Bila panitia itu bukan orang kaya (yang berhak menerima zakat), maka daging yang diterimanya setelah dia bertugas sebagai panitia adalah milik penuh dirinya sendiri, dan bahkan keluarganya. Karena sudah menjadi miliknya penuh (tamlik), daging yang dia terima boleh dijual kembali olehnya, dimasak sendiri bersama keluarga, atau bahkan diberikan kepada orang lain. Boleh semuanya.
Masalahnya, saat daging kurban belum dibagikan seluruhnya, panitia kadang sudah mengambil beberapa kilo daging, jeroan, beserta balungan (bahkan hati hewan kurban), untuk dimasak bersama, dimakan bersama jadi sop daging, sebagai mayoran -usai pembagian kurban selesai semuanya, nantinya. Padahal, panitia, atas nama panitia, tidak berhak mengambil daging. Terus, yang dimakan itu daging siapa?
Bila daging yang dimasak itu tidak jelas kepemilikannya (atas yang berhak menerima), maka, haram dimakan. Bagaimana solusinya?
- Panggil salah satu unsur panitia di lapangan, beri dia jatah, misalnya 5 kilogram, atas namanya (sebagai fakir yang berhak menerima bagian). Lalu, beri dia kesempatan mengikhlashkan (merelakan) jatah yang telah dia terima itu untuk dimasak. Itu akan jadi amal dia sebagai hidangan atas sesamanya. Jadi pahala dia. Bila daging yang dimasak itu ternyata lebih (matang maupun mentah), dia boleh membawa pulang, atau bahkan menjualnya, atas nama jatah pribadinya.

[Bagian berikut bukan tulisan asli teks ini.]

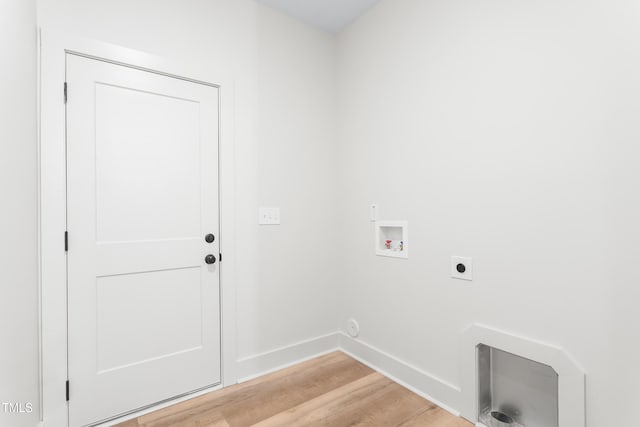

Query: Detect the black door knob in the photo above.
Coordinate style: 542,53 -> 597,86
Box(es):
456,263 -> 466,273
205,234 -> 215,243
205,254 -> 216,265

- Ambil jatah mudhahhi (pengurban) untuk dimasak, dengan meminta ijin kepadanya terlebih dahulu. Bila pengurban mendapatkan jatah awal daging 4 kilogram dari panitia, mintalah ke dia seberat 2 kilogram daging (misalnya), untuk dimasak panitia. Pahalanya adalah sebagai hidangan (dliyafah) dari pengurban untuk mereka yang telah membantu lancarnya acara kurban, atas nama sesama muslim yang berhak. Karena status kepemilikan daging itu jelas, pemberian daging si pengurban ke relawan atas nama panitia pun boleh.

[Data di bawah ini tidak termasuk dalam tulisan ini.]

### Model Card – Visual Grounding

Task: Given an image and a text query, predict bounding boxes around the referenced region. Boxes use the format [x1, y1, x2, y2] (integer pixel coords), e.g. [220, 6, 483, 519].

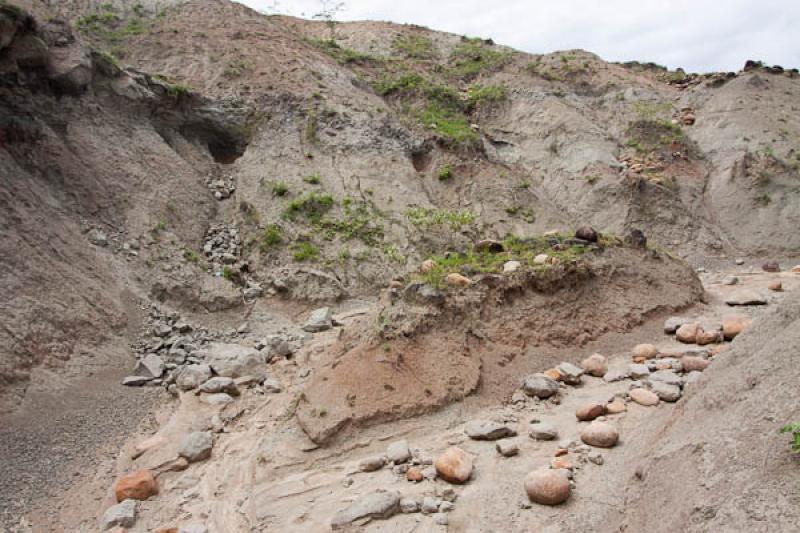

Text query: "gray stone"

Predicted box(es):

Praktisnya, bila panitia akan ada rencana masak-masak setelah acara pembagian, lebih baik jatah orang-orang yang ikut mlandang (relawan) di kepanitiaan, dibagi lebih awal oleh ketua panitia meski hanya sebagian dulu saja. Lima orang dulu misalnya. Biar jelas kepemilikannya.
Di mushalla Al-Firdaus (Ngabul, Tahunan, Jepara), kebetulan yang dapat bagian jatah masak adalah penyembelih kurban (nadzir mushalla). Artinya, penyembelih dapat daging jatah haknya oleh panitia. Bila dimasak, lalu dimakan bareng-bareng oleh sukarelawan, hal itu adalah amal baik penyembelih. Dan sangat boleh.
Biar ikut mendapatkan berkah, mintalah sebagian jatah jeroan hati (kabid) ke salah satu pengurban (jika dia dijatah hati), untuk dicampur ke daging yang dimasak jadi sop daging tersebut. Sunnah Memakan Hati Hewan Kurban Bagi Yang Berkurban. [badriologi.com]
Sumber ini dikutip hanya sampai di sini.